Himself is firmly of the opinion that, if I am going to insist on spending 5+ hours a week in taekwondo class, I need to take yoga as well to improve my strength and flexibility so I have less chance of getting hurt while doing TKD.
And he does have a point (says the woman with the dicey knee and shoulder.) Since we do a fair amount of stretching in TKD class itself, in the last year and a half I have progressed from being approximately as flexible as a brick (really) to a slightly more bendy state, but I have a long way to go yet. So I've been trying to get to a beginners' yoga class once a week.
Yesterday, the instructor actually had us do the "om..." chant at the beginning of class, which was new for me. The idea is that you clear your mind of everything other than your breathing while doing so, to get yourself into the correct frame of mind to start the class.
I saw the following image on Facebook yesterday, and laughed out loud because it is the absolute truth.
I find it very difficult to ever completely shut my brain off (probably another good reason to practice yoga.) So, while the instructor was omm-ing, I went off on a mental tangent about the om sound itself instead of blanking out my extraneous thoughts like I was supposed to.
Some of the people in the class seemed to be a little off the instructor's hum in pitch, which made the sound of the group meditating as a whole almost unpleasant for me. Pathetic, but true. I played in bands of one sort or another for about fifteen consecutive years growing up, so noticing whether a group is in tune or not is well and truly automatic at this point, for good or bad.
The odd thing, and the next thing that registered in my pea brain, was the fact that the instructor was omm-ing a concert B-flat note!
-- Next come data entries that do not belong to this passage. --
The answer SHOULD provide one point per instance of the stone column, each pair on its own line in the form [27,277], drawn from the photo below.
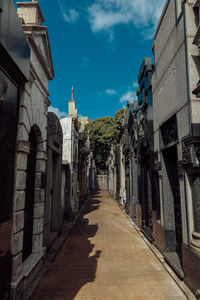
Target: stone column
[18,215]
[195,186]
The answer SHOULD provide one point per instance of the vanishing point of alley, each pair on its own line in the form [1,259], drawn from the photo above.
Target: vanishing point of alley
[104,258]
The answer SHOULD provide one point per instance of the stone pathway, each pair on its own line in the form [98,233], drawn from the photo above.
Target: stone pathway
[104,258]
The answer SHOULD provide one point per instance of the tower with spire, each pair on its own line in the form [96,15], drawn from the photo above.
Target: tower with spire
[72,111]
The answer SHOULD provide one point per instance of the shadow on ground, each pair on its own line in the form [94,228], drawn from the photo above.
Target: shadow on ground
[76,263]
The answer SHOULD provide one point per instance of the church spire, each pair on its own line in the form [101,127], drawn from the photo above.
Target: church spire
[72,93]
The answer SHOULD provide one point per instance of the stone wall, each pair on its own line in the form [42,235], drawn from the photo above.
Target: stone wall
[102,182]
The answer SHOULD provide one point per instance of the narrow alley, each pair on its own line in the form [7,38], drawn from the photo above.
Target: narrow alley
[105,258]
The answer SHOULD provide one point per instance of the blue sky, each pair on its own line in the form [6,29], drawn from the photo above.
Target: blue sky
[98,46]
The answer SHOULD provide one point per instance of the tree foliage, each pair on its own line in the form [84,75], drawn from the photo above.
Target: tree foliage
[104,133]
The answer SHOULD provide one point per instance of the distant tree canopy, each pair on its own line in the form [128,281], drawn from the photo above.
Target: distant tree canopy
[104,133]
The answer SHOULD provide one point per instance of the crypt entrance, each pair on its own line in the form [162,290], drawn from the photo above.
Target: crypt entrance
[54,209]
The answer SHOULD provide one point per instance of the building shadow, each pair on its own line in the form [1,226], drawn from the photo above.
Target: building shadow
[76,263]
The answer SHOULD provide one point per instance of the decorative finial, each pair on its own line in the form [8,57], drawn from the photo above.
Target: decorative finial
[72,92]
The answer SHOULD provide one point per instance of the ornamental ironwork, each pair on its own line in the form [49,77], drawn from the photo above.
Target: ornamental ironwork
[169,131]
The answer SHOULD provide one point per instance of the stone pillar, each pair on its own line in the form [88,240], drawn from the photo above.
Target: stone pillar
[195,185]
[23,149]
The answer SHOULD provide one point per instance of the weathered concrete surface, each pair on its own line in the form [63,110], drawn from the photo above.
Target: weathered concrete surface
[105,258]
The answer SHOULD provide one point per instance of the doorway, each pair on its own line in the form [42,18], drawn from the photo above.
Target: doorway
[29,198]
[173,215]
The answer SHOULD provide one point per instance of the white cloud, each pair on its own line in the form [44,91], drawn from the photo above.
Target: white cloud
[110,92]
[129,96]
[70,15]
[104,15]
[55,110]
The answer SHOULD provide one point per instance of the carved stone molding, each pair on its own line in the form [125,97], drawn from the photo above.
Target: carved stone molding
[188,156]
[23,147]
[191,156]
[196,240]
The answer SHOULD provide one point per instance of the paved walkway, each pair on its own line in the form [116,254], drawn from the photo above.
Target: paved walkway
[104,258]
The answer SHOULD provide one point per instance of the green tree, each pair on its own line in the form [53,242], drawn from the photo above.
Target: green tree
[104,133]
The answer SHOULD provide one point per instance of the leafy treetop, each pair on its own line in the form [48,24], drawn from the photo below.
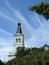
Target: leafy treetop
[41,8]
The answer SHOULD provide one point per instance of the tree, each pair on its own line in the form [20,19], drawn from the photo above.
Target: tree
[41,8]
[1,63]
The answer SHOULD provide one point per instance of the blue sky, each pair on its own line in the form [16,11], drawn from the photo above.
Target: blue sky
[35,28]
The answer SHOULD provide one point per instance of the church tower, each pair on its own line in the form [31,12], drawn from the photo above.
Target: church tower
[19,37]
[19,40]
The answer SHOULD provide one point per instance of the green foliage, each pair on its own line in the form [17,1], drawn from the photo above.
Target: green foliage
[41,8]
[1,63]
[31,56]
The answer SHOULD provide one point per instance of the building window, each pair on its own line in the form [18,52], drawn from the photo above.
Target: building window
[19,40]
[16,40]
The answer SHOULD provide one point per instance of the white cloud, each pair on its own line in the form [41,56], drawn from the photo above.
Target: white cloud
[6,17]
[1,30]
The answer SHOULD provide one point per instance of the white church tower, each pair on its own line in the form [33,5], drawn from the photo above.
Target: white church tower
[19,37]
[19,41]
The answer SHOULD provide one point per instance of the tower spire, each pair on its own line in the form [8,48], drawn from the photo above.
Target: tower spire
[19,30]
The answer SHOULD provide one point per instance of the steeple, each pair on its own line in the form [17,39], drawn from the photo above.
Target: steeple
[19,30]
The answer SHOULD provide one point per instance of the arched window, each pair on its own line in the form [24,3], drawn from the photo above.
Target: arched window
[19,39]
[16,40]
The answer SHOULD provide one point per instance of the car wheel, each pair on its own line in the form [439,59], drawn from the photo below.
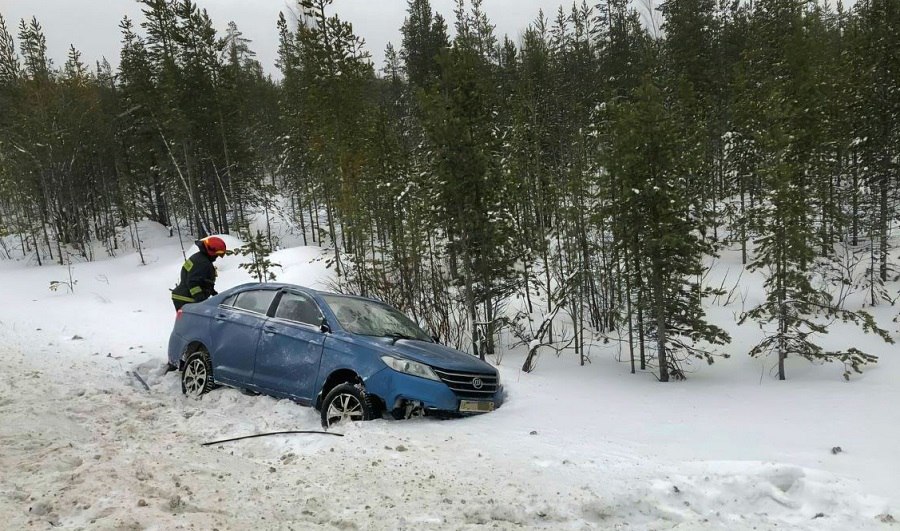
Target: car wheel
[347,402]
[197,376]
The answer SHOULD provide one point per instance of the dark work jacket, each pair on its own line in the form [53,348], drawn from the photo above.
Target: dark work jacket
[198,280]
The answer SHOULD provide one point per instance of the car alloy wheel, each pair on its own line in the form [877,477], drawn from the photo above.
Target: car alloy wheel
[346,402]
[197,376]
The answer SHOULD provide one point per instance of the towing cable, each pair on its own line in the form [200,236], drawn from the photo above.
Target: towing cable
[273,433]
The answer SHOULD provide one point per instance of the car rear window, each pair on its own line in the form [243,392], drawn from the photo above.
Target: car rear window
[257,301]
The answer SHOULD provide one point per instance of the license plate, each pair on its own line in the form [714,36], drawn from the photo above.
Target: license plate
[475,406]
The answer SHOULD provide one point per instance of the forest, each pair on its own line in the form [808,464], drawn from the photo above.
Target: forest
[568,186]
While I don't have perfect pitch like Thing One, my relative pitch is pretty decent, and that particular note would be seared into my brain regardless because it is the one to which a band collectively tunes itself before a performance. One instrument (usually a clarinet) or a mechanical tuner will play that note, and everyone else will play whatever note on their particular instrument makes the same sound and then make any necessary adjustments so that their note no longer sounds flat or sharp (low or high) relative to the reference note. If everyone is in tune, the whole group sounds a lot better.
Now, I have no idea whether yoga instructors all consciously choose that particular pitch to om or whether this was a total coincidence, but it struck me as funny that she was effectively tuning the group before our yoga performance.
And I really need to work on my mental focus, too!